MSC-associated heterogeneous microenvironments and MSC therapeutic suggestion. a The various MSC-associated dynamic microenvironments have been sensed within the body, as illustrated by pathological, physiological and/or pathophysiological/physiopathological microenvironments. A newly established tissue microenvironment may be impacted and altered by pathological or physiological environmental factors. b Biological behaviors of MSCs resided in a special tissue may be affected by the pathological harmful microenvironmental factors. Such MSCs obtained from the special tissue are not suggested to be transplanted into the recipients. c MSCs obtained from healthy tissues can be transplanted into the recipients. d MSCs may also exist in an unknown or suspected etiological microenvironment. MSCs obtained from a special tissue, where MSCs are potentially impacted by unknown or suspected harmful microenvironmental factors, are suggested to be conducted an analysis of etiology for their medical practice.

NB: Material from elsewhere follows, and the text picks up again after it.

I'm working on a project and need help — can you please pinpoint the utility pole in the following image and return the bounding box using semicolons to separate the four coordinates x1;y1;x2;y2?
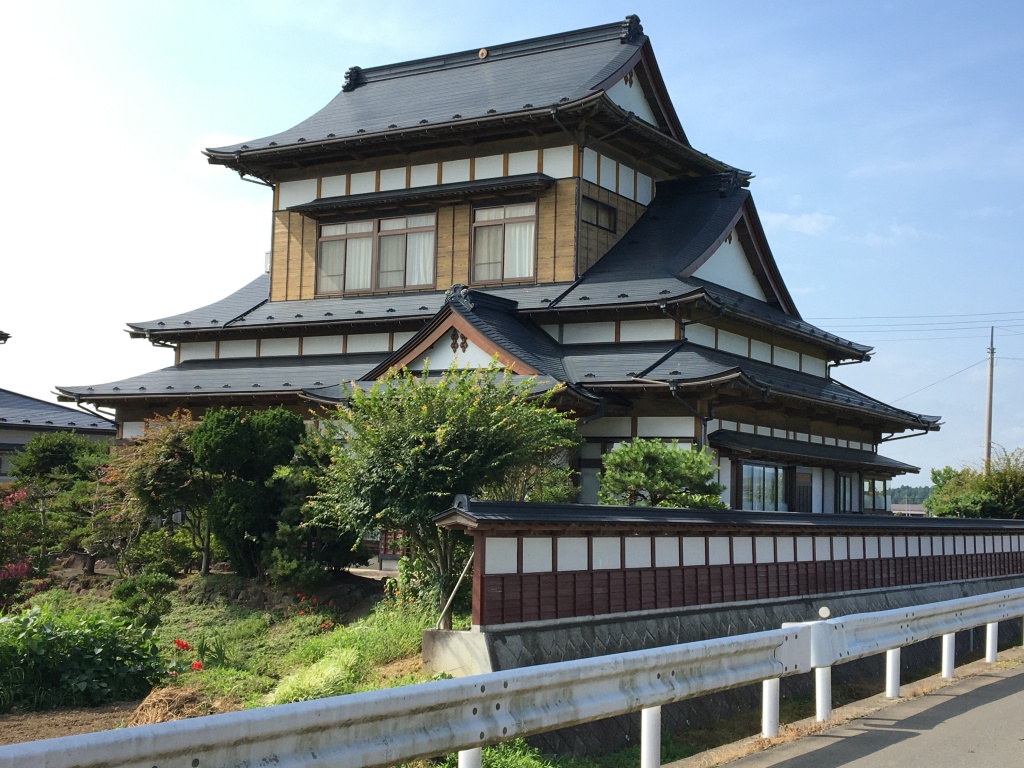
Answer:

Allo allogeneic, Auto autologous, ME microenvironment

Summary and conclusions

The plasticity and functional heterogeneity of MSCs may raise potential questions in MSC-based safe and efficacious therapies in the clinical applications. Acknowledging a connection between the biological properties of MSCs and MSC-associated microenvironmental factors is conducive for better understanding of MSCs’ contribution to their medical practice, promisingly or uncertainly. As of March 2021, there are almost 1000 clinical trials registered on the clinicaltrials.gov (www.clinicaltrials.gov) [159] using autologous and allogeneic MSCs for treatment of the variety of categories of human diseases and medical conditions. Clinical data available show that the therapeutic benefits of using either autologous or allogeneic MSCs as a better option are inconclusive. Clinical application using MSCs from self or donors has been long debated with a focus on genetic etiologies involved in monogenetic or multi-factorial diseases. MSCs from self or even donors with known or suspected disease susceptibility-related genetic background may not benefit recipients to treat diseases or conditions in the long term because such cells may remain in the recipient body for many years. Complications connected with MSCs’ abnormal biological behaviors may increase in recipients, which may impact on the long-term detrimental functional consequences within the body. On an individual therapeutic basis, donor-control clinical practice, in particular association analysis of disease-associated SNPs in MSCs, is suggested to further consider for the safe and effective therapies for the MSC transplant recipients.